All this is disgusting, tedious and unpleasant. But there are no other alternatives. No one will ever give you time after migration to adapt the new functionality. Not to mention the fact that a month later, the accumulated stack of changes will go out of control and you will not find it later. The output will be unstable and have lost some of the functionality of the product. Bosses tend to be offended by this.

If you are suddenly lucky and business representatives have agreed to suspend commercial development during the migration, rejoice. But the probability of this is extremely small.

The testing process, like everything else, does not have any secrets and silver bullets. We need a competent tester who will process everything processed to thoroughly check whether the behavior of the new logic matches the old one. Automated testing is a secondary aspect. Personally, I highly advise you not to waste time on writing “autotests”, it is better to spend this time on thorough manual testing. If you already have a developed infrastructure and tests are written, be sure to use them. Otherwise, do not bother.

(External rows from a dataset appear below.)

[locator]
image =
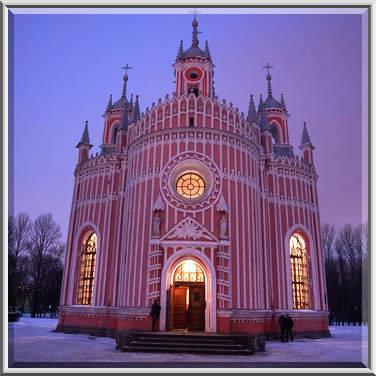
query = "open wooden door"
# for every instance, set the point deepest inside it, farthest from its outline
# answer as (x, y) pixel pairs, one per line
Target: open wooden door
(180, 307)
(196, 316)
(170, 308)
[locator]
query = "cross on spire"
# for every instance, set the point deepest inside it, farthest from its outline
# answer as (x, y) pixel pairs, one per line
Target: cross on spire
(195, 31)
(126, 68)
(125, 78)
(269, 77)
(268, 67)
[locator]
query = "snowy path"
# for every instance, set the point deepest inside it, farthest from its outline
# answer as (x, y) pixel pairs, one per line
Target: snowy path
(33, 340)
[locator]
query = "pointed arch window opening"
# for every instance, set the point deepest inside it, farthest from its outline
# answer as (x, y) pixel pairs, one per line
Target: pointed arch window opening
(275, 134)
(114, 133)
(87, 270)
(299, 277)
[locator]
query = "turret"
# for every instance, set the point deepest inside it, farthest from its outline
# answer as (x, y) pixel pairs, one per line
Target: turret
(194, 68)
(252, 114)
(306, 146)
(84, 145)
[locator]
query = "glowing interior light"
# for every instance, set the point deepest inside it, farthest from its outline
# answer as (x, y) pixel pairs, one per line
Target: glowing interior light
(189, 266)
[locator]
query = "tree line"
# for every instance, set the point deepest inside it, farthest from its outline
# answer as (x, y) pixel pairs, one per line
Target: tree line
(35, 267)
(346, 267)
(35, 264)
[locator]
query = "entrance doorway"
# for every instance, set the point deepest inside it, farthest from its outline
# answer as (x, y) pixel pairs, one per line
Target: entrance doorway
(186, 298)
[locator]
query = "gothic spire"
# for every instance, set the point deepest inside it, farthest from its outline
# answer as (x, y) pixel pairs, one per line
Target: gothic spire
(195, 32)
(109, 104)
(269, 79)
(207, 51)
(124, 119)
(252, 114)
(283, 105)
(261, 105)
(85, 139)
(136, 112)
(305, 137)
(125, 80)
(131, 104)
(180, 54)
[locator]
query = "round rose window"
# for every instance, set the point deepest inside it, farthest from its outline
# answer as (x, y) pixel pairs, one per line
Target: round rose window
(190, 185)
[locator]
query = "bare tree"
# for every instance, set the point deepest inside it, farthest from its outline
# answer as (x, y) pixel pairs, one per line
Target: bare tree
(44, 242)
(18, 238)
(328, 234)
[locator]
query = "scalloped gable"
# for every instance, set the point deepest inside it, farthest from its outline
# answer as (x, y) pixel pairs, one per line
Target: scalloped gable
(190, 229)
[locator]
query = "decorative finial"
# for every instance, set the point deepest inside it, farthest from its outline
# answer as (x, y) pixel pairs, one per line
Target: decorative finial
(252, 114)
(109, 104)
(85, 139)
(136, 113)
(283, 104)
(269, 78)
(180, 54)
(306, 140)
(131, 104)
(195, 31)
(124, 119)
(261, 105)
(125, 78)
(207, 51)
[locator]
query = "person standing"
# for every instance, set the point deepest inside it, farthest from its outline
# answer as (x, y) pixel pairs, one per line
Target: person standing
(281, 321)
(154, 313)
(289, 324)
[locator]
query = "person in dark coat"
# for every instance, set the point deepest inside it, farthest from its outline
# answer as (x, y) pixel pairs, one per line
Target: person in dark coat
(154, 313)
(281, 321)
(289, 324)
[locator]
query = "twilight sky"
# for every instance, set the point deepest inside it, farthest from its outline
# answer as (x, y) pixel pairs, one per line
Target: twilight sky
(66, 66)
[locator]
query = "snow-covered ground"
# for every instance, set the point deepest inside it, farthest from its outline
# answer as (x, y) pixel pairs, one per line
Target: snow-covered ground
(34, 341)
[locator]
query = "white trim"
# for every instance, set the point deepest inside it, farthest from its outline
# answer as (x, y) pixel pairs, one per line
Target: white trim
(74, 252)
(210, 285)
(307, 233)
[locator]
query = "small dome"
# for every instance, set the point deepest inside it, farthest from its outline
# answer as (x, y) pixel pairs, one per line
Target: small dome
(120, 103)
(270, 102)
(194, 52)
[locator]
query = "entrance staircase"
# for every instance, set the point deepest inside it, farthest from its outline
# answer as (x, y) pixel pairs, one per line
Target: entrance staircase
(192, 343)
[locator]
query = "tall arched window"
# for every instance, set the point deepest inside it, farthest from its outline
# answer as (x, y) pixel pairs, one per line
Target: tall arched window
(298, 262)
(87, 270)
(114, 133)
(275, 133)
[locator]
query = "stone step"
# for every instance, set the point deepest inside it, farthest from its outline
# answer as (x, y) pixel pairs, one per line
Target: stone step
(188, 350)
(187, 340)
(204, 343)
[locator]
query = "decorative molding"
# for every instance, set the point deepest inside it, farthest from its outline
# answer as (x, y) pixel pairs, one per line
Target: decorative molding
(222, 206)
(159, 204)
(189, 228)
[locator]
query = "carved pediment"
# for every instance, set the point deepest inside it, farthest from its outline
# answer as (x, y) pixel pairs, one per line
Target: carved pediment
(189, 229)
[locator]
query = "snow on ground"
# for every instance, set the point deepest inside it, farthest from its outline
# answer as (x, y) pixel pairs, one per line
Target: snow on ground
(34, 340)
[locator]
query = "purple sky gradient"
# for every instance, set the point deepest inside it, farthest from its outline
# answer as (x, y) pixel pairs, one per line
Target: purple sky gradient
(66, 66)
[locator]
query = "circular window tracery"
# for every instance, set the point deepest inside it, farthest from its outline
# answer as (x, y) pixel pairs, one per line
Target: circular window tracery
(190, 185)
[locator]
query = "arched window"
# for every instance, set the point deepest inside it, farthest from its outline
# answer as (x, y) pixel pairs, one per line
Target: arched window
(275, 133)
(114, 133)
(298, 262)
(189, 271)
(87, 270)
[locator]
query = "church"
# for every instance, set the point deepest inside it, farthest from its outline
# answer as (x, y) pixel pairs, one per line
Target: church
(196, 204)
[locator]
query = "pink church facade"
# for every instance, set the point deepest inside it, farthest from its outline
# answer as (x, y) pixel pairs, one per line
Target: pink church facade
(199, 206)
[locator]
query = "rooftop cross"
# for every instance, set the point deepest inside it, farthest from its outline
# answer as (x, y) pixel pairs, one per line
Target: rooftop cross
(268, 67)
(269, 77)
(126, 68)
(195, 32)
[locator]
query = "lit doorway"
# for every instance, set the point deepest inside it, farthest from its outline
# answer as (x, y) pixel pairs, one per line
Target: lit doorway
(186, 298)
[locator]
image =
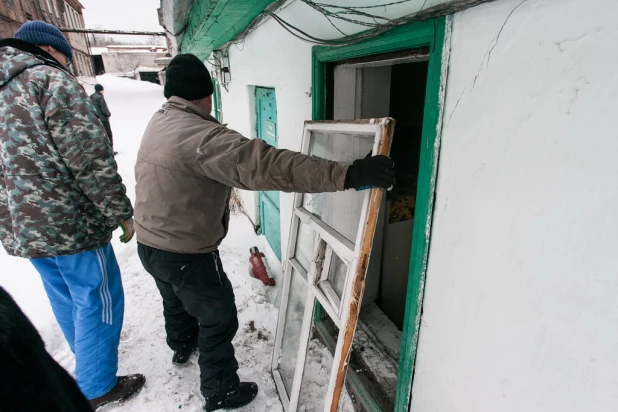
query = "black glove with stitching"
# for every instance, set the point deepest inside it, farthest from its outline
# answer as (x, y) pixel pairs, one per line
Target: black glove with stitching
(376, 171)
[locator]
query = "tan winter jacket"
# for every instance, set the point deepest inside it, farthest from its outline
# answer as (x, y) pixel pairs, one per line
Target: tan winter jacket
(187, 165)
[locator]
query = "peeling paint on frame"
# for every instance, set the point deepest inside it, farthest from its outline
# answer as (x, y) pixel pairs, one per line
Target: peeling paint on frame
(436, 34)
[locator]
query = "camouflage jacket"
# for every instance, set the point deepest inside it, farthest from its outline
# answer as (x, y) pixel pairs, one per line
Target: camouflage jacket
(60, 192)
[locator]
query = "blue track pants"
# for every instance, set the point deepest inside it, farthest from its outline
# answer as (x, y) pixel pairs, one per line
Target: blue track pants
(86, 295)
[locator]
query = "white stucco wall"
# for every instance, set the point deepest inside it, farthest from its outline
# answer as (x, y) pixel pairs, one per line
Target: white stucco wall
(271, 57)
(521, 303)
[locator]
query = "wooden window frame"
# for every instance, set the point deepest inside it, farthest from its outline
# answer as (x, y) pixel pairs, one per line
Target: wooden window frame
(435, 35)
(328, 241)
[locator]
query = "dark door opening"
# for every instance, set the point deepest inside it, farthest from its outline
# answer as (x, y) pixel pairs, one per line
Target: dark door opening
(392, 85)
(99, 67)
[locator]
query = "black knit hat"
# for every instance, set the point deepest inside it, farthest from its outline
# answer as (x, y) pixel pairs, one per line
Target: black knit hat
(187, 78)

Test a lot and often, make several approaches to the previously tested. New and new flaws will emerge. Do not regret time and effort. The fewer problems then emerge in “production”, the more successful will be the result of the work, which will lead to categorical approval from the management and will contribute to the education of labor discipline in your team.

About training


As noted above, it is extremely important to set the right motion vector to a brighter future for your programmers. Well-formed rules of development will provide a systematic approach to work on the task and will make a very important contribution to the professional growth of the entire technical department.

Of course, the development rules and other “guidelines” are not enough. To colleagues appreciated your efforts, the team must be trained. My many years of practice have shown that programmer training is a purely individual process, regardless of what task a person is engaged in, whether it be migration or a standard daily development routine. Do you want to get a competent specialist? Allow me to spend time.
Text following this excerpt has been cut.